Governor Umo Eno’s attempt to rewrite the political rulebook in Akwa Ibom has hit its first major wall. What was sold in June as a bold, bipartisan reimagining of governance, “Akwa Ibom United, is now giving way to the far more familiar language of party loyalty, political pressure, and disciplinary sackings.
It is said that by dismissing two appointees for attending the PDP national convention, the governor has effectively closed the chapter on the unity doctrine he championed only months ago. And the symbolism is hard to miss: the same governor who defected from the PDP to the APC while insisting he would “uphold his values” has now punished his own aides for exhibiting the very political duality he once embodied.

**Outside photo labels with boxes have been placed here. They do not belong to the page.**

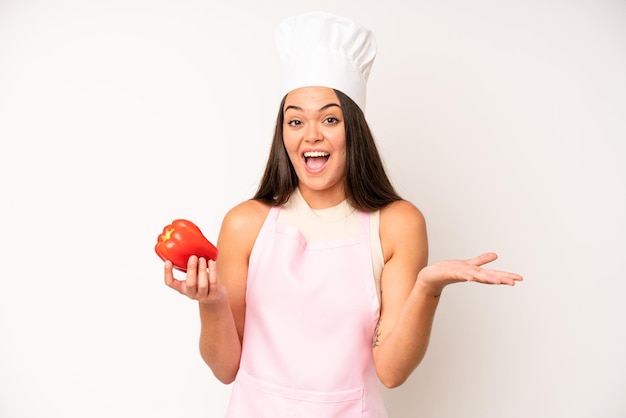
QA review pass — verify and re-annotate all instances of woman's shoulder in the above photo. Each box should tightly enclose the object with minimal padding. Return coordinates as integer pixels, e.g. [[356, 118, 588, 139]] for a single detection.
[[224, 199, 271, 229], [380, 200, 425, 224], [379, 200, 427, 261]]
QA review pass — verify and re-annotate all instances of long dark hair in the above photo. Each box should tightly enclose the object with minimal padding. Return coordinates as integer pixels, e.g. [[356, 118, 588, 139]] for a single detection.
[[254, 90, 402, 211]]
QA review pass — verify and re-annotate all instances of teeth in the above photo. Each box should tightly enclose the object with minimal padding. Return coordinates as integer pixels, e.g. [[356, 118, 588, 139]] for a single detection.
[[304, 151, 330, 158]]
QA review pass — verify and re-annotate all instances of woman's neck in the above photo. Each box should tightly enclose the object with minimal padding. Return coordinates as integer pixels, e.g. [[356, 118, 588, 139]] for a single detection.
[[298, 185, 346, 210]]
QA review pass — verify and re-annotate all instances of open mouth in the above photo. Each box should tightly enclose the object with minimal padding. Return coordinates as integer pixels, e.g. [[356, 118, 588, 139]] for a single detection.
[[303, 151, 330, 170]]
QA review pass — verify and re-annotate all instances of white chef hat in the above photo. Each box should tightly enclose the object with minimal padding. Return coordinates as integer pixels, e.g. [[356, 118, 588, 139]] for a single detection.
[[276, 12, 376, 110]]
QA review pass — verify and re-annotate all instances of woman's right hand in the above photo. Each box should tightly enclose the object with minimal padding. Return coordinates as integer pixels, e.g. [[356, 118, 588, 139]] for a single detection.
[[164, 255, 227, 304]]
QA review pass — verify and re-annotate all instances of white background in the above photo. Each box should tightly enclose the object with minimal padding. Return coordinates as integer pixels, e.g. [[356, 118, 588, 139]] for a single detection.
[[0, 0, 626, 418]]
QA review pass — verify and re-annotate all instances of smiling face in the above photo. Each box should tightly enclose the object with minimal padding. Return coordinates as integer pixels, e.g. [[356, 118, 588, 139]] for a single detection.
[[283, 87, 346, 209]]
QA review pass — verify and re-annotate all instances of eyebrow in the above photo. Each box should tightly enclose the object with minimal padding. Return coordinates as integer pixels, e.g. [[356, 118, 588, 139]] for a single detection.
[[284, 103, 341, 113]]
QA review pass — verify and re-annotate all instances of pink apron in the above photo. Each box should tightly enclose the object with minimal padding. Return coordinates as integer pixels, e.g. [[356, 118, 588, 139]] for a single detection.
[[226, 207, 387, 418]]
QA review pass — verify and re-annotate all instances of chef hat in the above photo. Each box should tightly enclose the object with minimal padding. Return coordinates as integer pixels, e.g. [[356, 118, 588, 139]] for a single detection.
[[276, 12, 376, 110]]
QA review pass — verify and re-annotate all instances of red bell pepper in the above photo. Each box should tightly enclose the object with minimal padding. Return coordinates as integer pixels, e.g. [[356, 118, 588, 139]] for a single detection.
[[154, 219, 218, 271]]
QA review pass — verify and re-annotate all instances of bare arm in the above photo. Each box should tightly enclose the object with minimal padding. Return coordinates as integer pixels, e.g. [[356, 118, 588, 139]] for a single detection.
[[165, 201, 267, 383], [373, 202, 522, 387]]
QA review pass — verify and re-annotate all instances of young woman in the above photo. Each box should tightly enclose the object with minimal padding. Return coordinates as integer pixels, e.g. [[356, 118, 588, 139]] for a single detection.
[[165, 13, 521, 418]]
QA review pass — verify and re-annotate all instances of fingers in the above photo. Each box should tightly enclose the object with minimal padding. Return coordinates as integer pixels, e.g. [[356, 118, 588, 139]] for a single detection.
[[163, 260, 182, 293], [466, 253, 498, 266], [164, 255, 212, 300], [472, 269, 523, 286]]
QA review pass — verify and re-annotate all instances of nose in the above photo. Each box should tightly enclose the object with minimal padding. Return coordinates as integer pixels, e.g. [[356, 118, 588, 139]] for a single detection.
[[305, 123, 324, 142]]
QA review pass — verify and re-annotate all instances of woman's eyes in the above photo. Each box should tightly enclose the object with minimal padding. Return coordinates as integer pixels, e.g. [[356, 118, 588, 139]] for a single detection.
[[287, 116, 339, 126]]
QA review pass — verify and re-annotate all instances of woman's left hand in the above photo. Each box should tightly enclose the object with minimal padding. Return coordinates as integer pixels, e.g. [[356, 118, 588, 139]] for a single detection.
[[416, 253, 523, 295]]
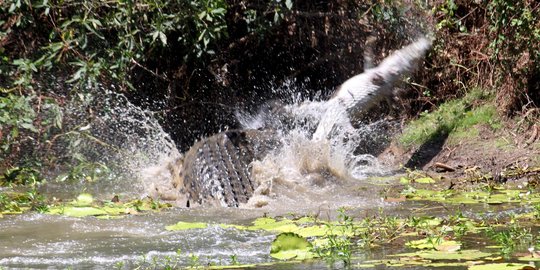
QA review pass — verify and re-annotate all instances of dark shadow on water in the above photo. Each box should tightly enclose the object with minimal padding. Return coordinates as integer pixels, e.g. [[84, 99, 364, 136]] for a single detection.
[[405, 126, 449, 169]]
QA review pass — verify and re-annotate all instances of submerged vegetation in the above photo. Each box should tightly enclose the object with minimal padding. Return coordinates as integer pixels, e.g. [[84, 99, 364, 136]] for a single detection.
[[0, 0, 540, 270]]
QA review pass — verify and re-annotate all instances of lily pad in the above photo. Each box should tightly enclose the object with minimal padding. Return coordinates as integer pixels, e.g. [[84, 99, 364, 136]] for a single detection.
[[390, 249, 493, 261], [246, 217, 298, 232], [414, 177, 435, 184], [270, 232, 315, 260], [165, 221, 208, 231], [49, 206, 107, 217], [469, 263, 535, 270], [73, 193, 94, 206], [405, 238, 461, 251]]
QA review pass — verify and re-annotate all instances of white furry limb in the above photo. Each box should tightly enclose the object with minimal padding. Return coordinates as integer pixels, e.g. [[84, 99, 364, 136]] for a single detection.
[[313, 38, 431, 141]]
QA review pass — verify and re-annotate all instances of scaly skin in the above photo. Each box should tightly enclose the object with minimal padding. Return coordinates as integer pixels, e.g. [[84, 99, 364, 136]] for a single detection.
[[176, 38, 431, 207]]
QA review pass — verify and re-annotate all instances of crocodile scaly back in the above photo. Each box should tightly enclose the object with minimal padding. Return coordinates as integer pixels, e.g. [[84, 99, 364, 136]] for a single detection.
[[181, 130, 279, 207]]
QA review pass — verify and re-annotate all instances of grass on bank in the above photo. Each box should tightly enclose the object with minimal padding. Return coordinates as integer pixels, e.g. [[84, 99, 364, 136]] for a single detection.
[[399, 89, 502, 147]]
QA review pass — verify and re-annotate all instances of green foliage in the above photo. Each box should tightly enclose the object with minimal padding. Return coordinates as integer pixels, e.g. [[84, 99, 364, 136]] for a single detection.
[[315, 208, 356, 266], [0, 0, 292, 90], [488, 0, 540, 69], [433, 0, 467, 32], [399, 90, 501, 146], [486, 217, 534, 257], [0, 188, 49, 214]]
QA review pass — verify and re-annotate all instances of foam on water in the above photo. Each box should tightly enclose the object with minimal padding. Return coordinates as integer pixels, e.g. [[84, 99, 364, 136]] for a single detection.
[[48, 86, 181, 197], [239, 87, 392, 210]]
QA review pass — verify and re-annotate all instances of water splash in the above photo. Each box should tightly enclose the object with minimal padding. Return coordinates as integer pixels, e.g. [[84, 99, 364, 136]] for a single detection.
[[48, 86, 182, 197], [237, 83, 390, 209]]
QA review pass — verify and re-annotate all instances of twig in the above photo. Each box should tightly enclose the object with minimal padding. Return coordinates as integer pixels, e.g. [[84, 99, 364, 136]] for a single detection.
[[131, 58, 171, 82]]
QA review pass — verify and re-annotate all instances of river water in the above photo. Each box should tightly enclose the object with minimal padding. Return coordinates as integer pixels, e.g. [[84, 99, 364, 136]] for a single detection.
[[0, 87, 536, 269]]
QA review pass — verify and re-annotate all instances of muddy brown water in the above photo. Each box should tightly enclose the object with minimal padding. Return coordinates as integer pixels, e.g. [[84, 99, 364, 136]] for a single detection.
[[0, 181, 536, 269]]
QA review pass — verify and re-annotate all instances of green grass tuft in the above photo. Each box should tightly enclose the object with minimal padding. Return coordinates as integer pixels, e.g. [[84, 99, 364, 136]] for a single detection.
[[399, 89, 502, 147]]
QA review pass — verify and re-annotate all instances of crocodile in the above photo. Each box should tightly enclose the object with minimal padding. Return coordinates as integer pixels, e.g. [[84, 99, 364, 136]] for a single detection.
[[175, 37, 431, 207]]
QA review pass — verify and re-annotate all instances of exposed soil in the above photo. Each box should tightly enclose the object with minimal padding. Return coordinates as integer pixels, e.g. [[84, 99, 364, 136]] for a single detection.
[[380, 120, 540, 184]]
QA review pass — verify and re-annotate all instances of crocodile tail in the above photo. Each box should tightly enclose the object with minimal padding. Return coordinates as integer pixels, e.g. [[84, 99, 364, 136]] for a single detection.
[[313, 37, 431, 140]]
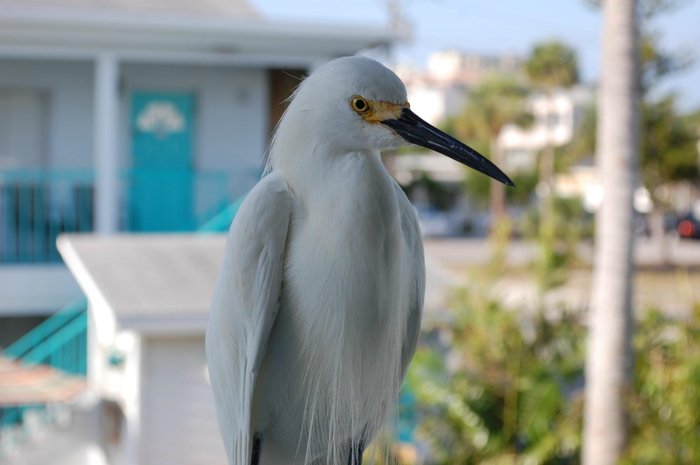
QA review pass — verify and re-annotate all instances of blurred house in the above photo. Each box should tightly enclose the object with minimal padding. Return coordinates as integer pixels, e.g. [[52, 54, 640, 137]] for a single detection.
[[59, 234, 226, 465], [0, 0, 391, 463], [498, 86, 595, 171], [396, 50, 523, 124]]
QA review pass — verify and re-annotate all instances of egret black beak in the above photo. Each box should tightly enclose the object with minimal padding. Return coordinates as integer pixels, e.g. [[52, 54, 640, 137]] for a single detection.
[[381, 108, 515, 186]]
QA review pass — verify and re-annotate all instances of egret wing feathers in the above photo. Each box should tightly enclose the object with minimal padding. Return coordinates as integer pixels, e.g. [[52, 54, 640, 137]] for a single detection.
[[206, 174, 291, 465], [394, 182, 425, 379]]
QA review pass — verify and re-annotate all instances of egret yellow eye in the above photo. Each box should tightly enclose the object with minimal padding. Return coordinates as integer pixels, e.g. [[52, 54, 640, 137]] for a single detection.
[[350, 95, 369, 115]]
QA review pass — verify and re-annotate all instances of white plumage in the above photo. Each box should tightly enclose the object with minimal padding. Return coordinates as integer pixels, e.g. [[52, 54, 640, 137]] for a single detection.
[[206, 57, 510, 465]]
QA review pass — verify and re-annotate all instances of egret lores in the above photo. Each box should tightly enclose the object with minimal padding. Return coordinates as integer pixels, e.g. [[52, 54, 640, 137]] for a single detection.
[[206, 57, 513, 465]]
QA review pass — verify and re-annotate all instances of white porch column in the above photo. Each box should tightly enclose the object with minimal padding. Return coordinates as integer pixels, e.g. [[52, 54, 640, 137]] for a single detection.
[[94, 53, 119, 234]]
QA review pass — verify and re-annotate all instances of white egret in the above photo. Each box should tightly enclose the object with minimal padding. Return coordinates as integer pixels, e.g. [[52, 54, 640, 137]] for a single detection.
[[206, 57, 512, 465]]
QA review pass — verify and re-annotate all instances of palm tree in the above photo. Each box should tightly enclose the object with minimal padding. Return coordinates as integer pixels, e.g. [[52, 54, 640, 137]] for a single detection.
[[525, 41, 578, 193], [583, 0, 640, 465], [525, 41, 578, 294]]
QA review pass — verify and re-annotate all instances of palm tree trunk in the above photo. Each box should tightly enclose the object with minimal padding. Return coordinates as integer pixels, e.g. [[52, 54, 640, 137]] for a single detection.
[[583, 0, 640, 465]]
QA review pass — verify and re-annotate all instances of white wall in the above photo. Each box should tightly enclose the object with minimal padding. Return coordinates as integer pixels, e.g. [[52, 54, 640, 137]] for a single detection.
[[0, 59, 93, 168], [139, 335, 226, 465], [0, 59, 268, 196]]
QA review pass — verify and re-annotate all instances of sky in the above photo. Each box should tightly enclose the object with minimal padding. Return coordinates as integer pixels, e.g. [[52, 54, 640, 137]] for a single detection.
[[249, 0, 700, 110]]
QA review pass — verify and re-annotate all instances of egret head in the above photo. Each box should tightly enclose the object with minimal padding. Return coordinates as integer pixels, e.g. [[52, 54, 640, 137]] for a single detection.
[[278, 57, 513, 186]]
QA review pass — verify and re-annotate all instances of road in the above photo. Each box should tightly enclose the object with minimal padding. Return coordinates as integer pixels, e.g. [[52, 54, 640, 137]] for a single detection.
[[425, 238, 700, 318]]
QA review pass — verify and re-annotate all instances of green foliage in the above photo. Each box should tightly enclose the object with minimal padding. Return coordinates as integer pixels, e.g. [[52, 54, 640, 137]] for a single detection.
[[525, 41, 578, 89], [449, 76, 527, 141], [642, 96, 700, 186], [523, 197, 594, 296], [409, 266, 584, 465], [407, 278, 700, 465], [623, 305, 700, 465]]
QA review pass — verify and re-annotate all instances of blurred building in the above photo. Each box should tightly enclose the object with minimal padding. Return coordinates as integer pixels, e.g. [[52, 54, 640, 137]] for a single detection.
[[59, 234, 227, 465], [498, 86, 595, 171], [396, 50, 523, 124], [0, 0, 391, 463]]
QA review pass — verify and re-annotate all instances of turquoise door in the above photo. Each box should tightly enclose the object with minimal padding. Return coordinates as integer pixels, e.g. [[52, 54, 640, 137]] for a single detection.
[[128, 92, 196, 231]]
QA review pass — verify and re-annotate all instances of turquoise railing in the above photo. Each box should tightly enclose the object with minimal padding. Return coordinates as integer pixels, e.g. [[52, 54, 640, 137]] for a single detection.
[[0, 170, 94, 263], [0, 297, 87, 442], [0, 170, 235, 263], [3, 297, 87, 375], [0, 191, 243, 438]]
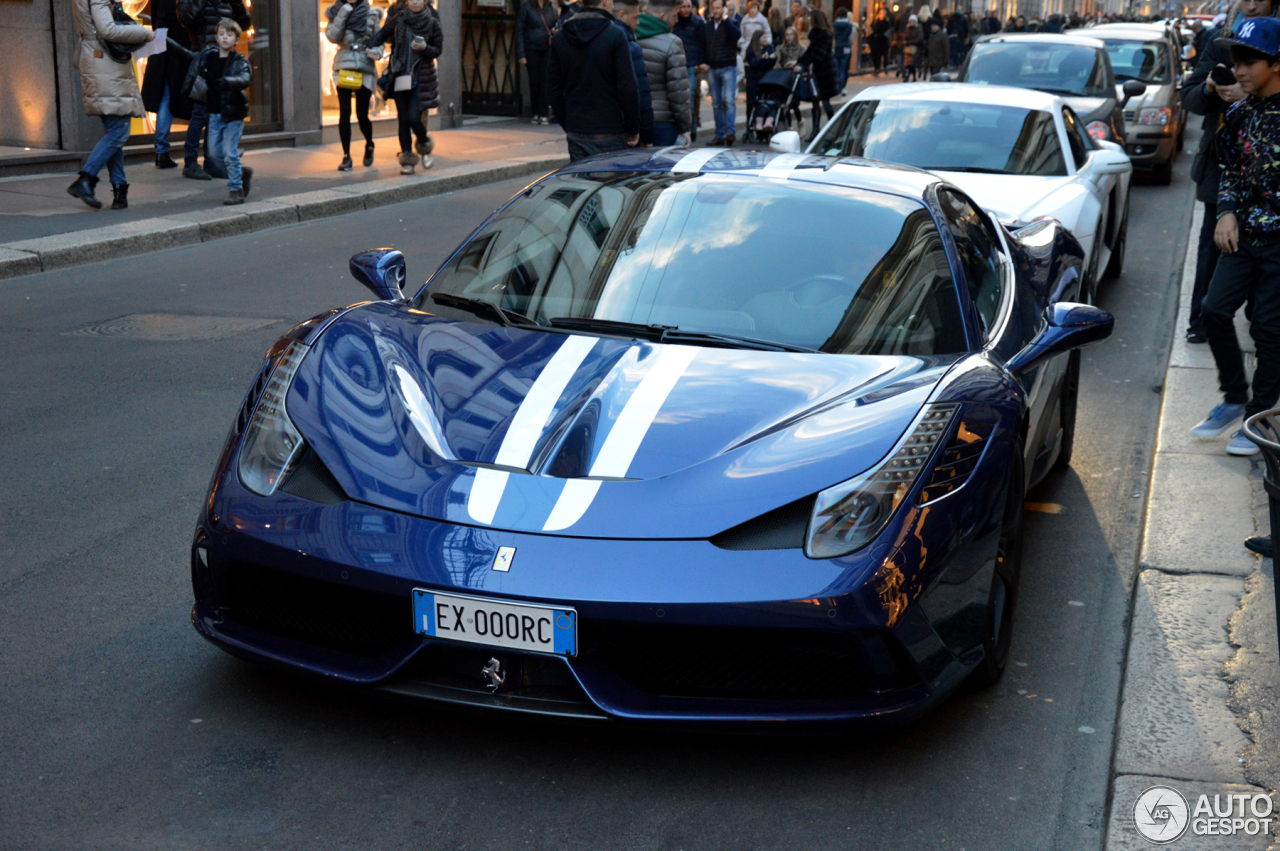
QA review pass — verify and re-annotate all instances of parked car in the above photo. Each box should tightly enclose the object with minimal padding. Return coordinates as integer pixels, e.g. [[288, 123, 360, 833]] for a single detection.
[[191, 148, 1112, 731], [933, 33, 1146, 152], [1078, 23, 1187, 186], [773, 83, 1132, 303]]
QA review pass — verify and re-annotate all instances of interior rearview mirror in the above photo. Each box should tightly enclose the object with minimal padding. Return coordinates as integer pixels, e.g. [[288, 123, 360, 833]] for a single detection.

Cracks in the Cross-Party Experiment
According to political observers, at the heart of the current turbulence is a gamble that seemed clever on paper but reckless in practice. The governor tried to join the APC without surrendering influence in the PDP — a dual-party strategy that required discipline, loyalty, and silence from everyone around him. He got none of that.
The airport incident involving former Governor Udom Emmanuel opened the floodgates. For months, the Akpabio-aligned APC faction pressed hard, portraying some of Eno’s appointees as saboteurs and demanding action. The governor resisted at first, even publicly defending the same aides he has now fired.
That reversal speaks volumes. This is not an administrative reshuffle, it is political recalibration.
The Governor Caught Between Two Structures
The PDP’s swift dissolution of its Akwa Ibom chapter made clear that Eno could not defect and still hold the keys to the house he left. And within the APC, stakeholders remain wary of a governor they view as an outsider trying to assume ownership.
As a result, Eno now occupies political no-man’s-land: distrusted by his old party, not fully embraced by his new one, and surrounded by a cabinet whose loyalties are split between past and present benefactors. His recent warnings that “No man can serve two masters” confirm the new reality.
The unity doctrine is dead.
Loyalty tests are back.
2027: A Hard Road Ahead
What happens next will shape the state’s politics heading into 2027. The governor must now choose a direction and build a structure that reflects it. Until he does, he risks leading an administration defined not by reform or inclusion, but by internal suspicion, shrinking political territory, and the pressures of competing power blocs.
Governor Eno set out to govern above party lines.
But in Akwa Ibom’s fiercely structured political culture, the experiment has collapsed under its own weight.
The question now isn’t whether the governor still believes in “Akwa Ibom United.”
It’s whether he still has the political capital to rebuild what has fallen apart.